Le plan d’action national 2013-14
a dégagé un axe de travail sur la contribution des PTCE à la sauvegarde et
création d’activités économiques dans le cadre du redressement productif. Le
LABO de l’ESS et COORACE en partenariat avec Pôle SUD ARCHER ont souhaité tout
particulièrement soutenir le développement de PTCE que l’on peut qualifier de «
PTCE redressement productif ». Cette journée du comité de pilotage des PTCE
Montebourgien fut aussi l’occasion d’un débat sur le sens des mots. Si la
dimension productive est toujours là, les participants ont préféré rebaptiser cette
démarche du terme de « renouveau », une bonne idée tant les finalités
sociales et environnementales des PTCE semblent éloignées des objectifs du
ministre en matière de transition énergétique.
Le réseau FNAB et les OEPB qui gravitent autour sont invités à s'emparer de cette démarche pour compléter la liste des PTCE et faire exister ceux de la "filière bio" au sens large. L'appel à projet des ministres peut nous aider à concrétiser ces démarches empiriques de coopération économique.
Le réseau FNAB et les OEPB qui gravitent autour sont invités à s'emparer de cette démarche pour compléter la liste des PTCE et faire exister ceux de la "filière bio" au sens large.
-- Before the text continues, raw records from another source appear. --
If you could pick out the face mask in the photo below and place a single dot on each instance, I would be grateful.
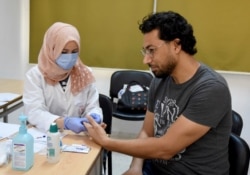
(67, 61)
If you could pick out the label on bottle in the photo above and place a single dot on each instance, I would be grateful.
(53, 148)
(19, 155)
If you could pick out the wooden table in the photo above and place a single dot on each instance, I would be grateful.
(69, 164)
(11, 86)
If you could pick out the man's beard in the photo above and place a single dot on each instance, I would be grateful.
(167, 70)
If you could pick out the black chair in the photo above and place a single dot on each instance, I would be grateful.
(107, 108)
(118, 79)
(239, 154)
(237, 123)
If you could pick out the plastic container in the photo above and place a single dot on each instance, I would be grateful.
(22, 148)
(53, 144)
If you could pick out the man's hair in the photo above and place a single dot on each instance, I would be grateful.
(171, 25)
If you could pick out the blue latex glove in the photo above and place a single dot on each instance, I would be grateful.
(75, 124)
(96, 117)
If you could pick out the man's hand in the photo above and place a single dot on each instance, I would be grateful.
(96, 131)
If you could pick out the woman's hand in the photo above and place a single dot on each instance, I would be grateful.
(96, 131)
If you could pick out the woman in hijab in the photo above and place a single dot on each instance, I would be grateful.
(60, 88)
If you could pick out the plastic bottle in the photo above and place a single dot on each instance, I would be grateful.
(22, 148)
(53, 144)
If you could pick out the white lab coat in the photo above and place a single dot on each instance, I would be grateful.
(44, 103)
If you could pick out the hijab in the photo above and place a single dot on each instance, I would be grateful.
(55, 39)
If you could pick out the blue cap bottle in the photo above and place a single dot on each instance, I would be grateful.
(22, 147)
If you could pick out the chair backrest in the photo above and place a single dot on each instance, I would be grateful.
(121, 77)
(237, 123)
(239, 154)
(107, 110)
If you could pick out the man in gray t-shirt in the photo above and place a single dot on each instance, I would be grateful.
(188, 121)
(203, 99)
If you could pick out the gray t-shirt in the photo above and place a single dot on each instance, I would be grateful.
(204, 99)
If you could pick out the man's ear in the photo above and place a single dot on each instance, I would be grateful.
(177, 45)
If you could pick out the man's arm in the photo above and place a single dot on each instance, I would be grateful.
(180, 135)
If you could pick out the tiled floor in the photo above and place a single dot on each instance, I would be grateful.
(120, 162)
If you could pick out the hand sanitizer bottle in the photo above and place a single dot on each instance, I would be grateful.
(22, 148)
(53, 144)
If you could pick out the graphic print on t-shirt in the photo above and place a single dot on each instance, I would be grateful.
(166, 112)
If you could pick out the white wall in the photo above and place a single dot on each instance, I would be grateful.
(14, 47)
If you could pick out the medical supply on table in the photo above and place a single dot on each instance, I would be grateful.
(76, 148)
(22, 147)
(53, 144)
(3, 154)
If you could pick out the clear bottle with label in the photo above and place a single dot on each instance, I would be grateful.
(22, 148)
(53, 144)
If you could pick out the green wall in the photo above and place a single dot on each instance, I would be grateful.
(110, 37)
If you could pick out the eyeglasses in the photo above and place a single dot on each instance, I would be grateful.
(150, 51)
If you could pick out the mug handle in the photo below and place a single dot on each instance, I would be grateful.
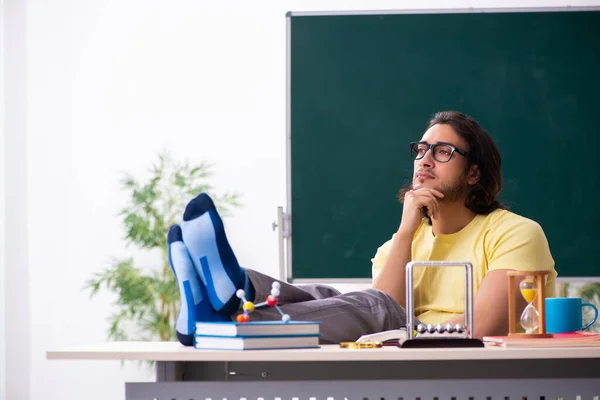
(595, 315)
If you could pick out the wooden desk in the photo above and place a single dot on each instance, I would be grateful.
(389, 373)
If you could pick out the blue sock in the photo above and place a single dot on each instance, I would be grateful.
(194, 299)
(204, 237)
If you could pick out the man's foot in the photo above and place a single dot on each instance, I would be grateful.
(194, 298)
(205, 239)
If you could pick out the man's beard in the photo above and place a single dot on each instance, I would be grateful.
(454, 190)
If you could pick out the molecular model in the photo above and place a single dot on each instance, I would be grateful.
(248, 306)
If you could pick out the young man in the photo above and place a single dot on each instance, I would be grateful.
(450, 213)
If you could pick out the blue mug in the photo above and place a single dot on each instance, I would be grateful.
(563, 314)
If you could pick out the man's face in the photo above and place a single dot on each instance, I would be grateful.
(450, 177)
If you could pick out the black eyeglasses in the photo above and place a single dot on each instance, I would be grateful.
(442, 152)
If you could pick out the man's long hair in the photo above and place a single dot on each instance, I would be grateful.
(481, 197)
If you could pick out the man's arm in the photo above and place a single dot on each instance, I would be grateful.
(490, 305)
(392, 279)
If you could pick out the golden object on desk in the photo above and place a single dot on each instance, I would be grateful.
(363, 345)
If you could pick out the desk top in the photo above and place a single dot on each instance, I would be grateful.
(174, 351)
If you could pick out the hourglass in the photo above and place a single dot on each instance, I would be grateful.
(533, 317)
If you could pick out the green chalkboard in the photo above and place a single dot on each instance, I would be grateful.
(363, 86)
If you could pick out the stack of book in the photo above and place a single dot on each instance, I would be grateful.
(256, 335)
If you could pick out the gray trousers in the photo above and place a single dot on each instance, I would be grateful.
(344, 317)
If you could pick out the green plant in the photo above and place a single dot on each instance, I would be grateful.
(148, 300)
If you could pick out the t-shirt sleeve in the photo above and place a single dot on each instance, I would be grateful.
(380, 258)
(520, 245)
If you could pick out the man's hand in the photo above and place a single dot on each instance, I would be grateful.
(414, 201)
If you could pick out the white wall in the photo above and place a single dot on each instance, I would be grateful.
(16, 287)
(2, 267)
(106, 85)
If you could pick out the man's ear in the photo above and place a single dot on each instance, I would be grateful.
(473, 175)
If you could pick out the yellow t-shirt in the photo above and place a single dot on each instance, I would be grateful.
(499, 240)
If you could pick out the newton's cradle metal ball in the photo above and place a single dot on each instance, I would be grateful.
(439, 328)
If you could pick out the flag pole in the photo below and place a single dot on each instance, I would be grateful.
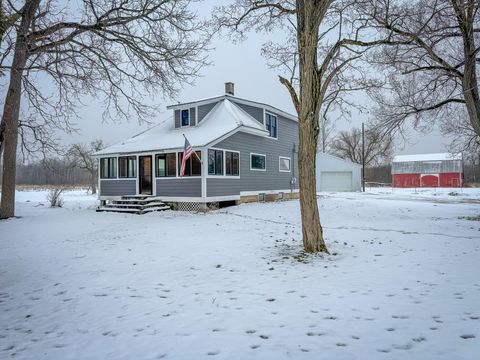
(201, 162)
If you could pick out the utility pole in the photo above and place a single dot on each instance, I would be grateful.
(363, 156)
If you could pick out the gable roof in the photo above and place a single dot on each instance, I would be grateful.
(336, 158)
(234, 99)
(427, 157)
(223, 119)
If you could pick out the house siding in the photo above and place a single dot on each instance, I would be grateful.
(184, 187)
(203, 110)
(253, 180)
(253, 111)
(118, 187)
(177, 118)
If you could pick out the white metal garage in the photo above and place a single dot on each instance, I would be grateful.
(336, 181)
(336, 174)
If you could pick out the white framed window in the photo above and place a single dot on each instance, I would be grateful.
(271, 125)
(108, 168)
(232, 163)
(258, 162)
(284, 164)
(184, 117)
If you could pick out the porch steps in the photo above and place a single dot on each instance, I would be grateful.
(134, 204)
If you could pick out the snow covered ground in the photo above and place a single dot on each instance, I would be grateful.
(403, 280)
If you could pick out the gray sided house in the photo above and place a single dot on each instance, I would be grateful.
(244, 151)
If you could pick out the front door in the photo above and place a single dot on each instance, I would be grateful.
(145, 175)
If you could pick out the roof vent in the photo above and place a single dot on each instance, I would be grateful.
(229, 88)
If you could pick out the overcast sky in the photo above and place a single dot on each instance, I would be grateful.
(243, 65)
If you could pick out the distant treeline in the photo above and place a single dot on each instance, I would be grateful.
(60, 172)
(51, 172)
(382, 174)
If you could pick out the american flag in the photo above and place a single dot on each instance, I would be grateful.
(187, 152)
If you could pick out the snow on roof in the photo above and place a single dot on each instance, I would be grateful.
(333, 157)
(235, 99)
(221, 120)
(427, 157)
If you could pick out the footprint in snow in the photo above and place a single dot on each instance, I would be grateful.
(407, 346)
(419, 339)
(402, 317)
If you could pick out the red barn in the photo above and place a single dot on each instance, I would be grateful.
(427, 170)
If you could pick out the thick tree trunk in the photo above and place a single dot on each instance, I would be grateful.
(465, 17)
(470, 83)
(11, 113)
(309, 16)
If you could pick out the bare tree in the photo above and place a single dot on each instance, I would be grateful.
(378, 147)
(326, 42)
(81, 156)
(432, 61)
(116, 51)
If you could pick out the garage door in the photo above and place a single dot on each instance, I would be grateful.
(336, 181)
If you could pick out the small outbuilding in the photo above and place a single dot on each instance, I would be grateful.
(336, 174)
(427, 170)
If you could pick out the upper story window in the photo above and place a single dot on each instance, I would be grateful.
(108, 168)
(258, 162)
(232, 163)
(215, 162)
(185, 117)
(284, 164)
(193, 166)
(271, 124)
(127, 166)
(166, 165)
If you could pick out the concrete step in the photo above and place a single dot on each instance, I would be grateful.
(130, 205)
(132, 210)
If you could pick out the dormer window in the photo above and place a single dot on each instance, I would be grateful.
(271, 124)
(185, 117)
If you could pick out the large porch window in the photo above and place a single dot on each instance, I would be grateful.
(108, 168)
(127, 166)
(166, 165)
(193, 166)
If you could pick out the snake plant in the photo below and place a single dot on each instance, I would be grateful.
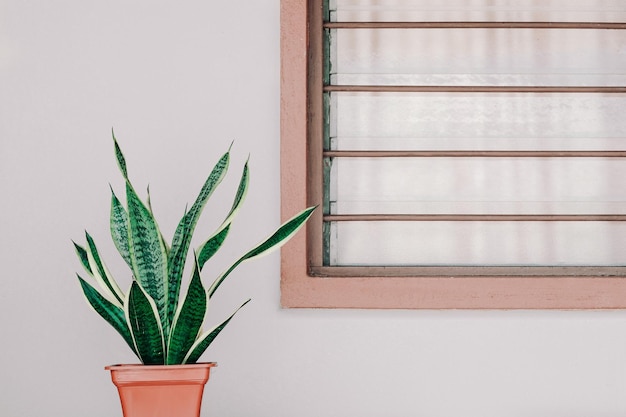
(159, 326)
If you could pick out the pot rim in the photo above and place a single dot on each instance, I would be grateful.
(135, 366)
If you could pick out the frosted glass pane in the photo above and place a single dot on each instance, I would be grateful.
(478, 10)
(478, 185)
(478, 57)
(479, 243)
(478, 121)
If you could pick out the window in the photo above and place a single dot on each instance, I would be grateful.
(464, 154)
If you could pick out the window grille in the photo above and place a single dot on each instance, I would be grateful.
(484, 138)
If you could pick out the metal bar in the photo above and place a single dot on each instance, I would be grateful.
(475, 217)
(467, 271)
(475, 25)
(471, 89)
(486, 154)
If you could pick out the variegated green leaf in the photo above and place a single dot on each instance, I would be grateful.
(149, 205)
(113, 314)
(184, 232)
(145, 326)
(285, 232)
(82, 255)
(101, 273)
(119, 228)
(188, 320)
(211, 246)
(207, 338)
(213, 243)
(148, 255)
(119, 156)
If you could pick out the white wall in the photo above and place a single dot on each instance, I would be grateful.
(179, 81)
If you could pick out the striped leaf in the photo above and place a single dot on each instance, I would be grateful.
(119, 228)
(203, 342)
(113, 314)
(101, 273)
(213, 243)
(82, 255)
(148, 255)
(185, 229)
(188, 320)
(281, 236)
(145, 326)
(119, 156)
(211, 246)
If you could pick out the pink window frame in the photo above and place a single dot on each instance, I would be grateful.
(300, 289)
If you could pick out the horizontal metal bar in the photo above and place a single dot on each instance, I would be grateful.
(480, 154)
(471, 89)
(474, 25)
(475, 217)
(467, 271)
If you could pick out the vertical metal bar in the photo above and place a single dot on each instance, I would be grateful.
(315, 130)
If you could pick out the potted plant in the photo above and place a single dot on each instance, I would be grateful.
(163, 328)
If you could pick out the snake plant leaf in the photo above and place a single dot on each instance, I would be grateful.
(119, 228)
(281, 236)
(82, 255)
(145, 326)
(113, 314)
(213, 243)
(211, 246)
(184, 232)
(101, 273)
(119, 156)
(149, 205)
(188, 320)
(205, 339)
(148, 255)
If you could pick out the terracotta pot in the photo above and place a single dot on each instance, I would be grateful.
(161, 390)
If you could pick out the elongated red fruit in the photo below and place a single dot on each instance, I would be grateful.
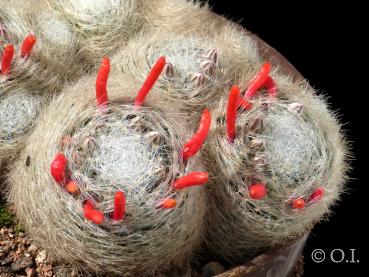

L'appel à projet des ministres peut nous aider à concrétiser ces démarches empiriques de coopération économique.
julien Adda, délégué général FNAB
[2] Paru le
15 juillet http://www.lelabo-ess.org/?L-Etat-s-engage-en-faveur-d-une
[3] Article 6
du projet de loi sur l’économie sociale et solidaire : « il s’agit d’asseoir
juridiquement la compétence de l’Etat pour reconnaitre et soutenir ces « clusters »
innovants socialement et économiquement que sont les PTCE et qui se distinguent
des grappes d’entreprises classiques non seulement par l’hybridation entre les
structures de l’économie sociale et solidaire et les entreprises privées
lucratives, mais également par la stratégie de mutualisation qui les anime, au
service de l’utilité sociale et du développement durable ».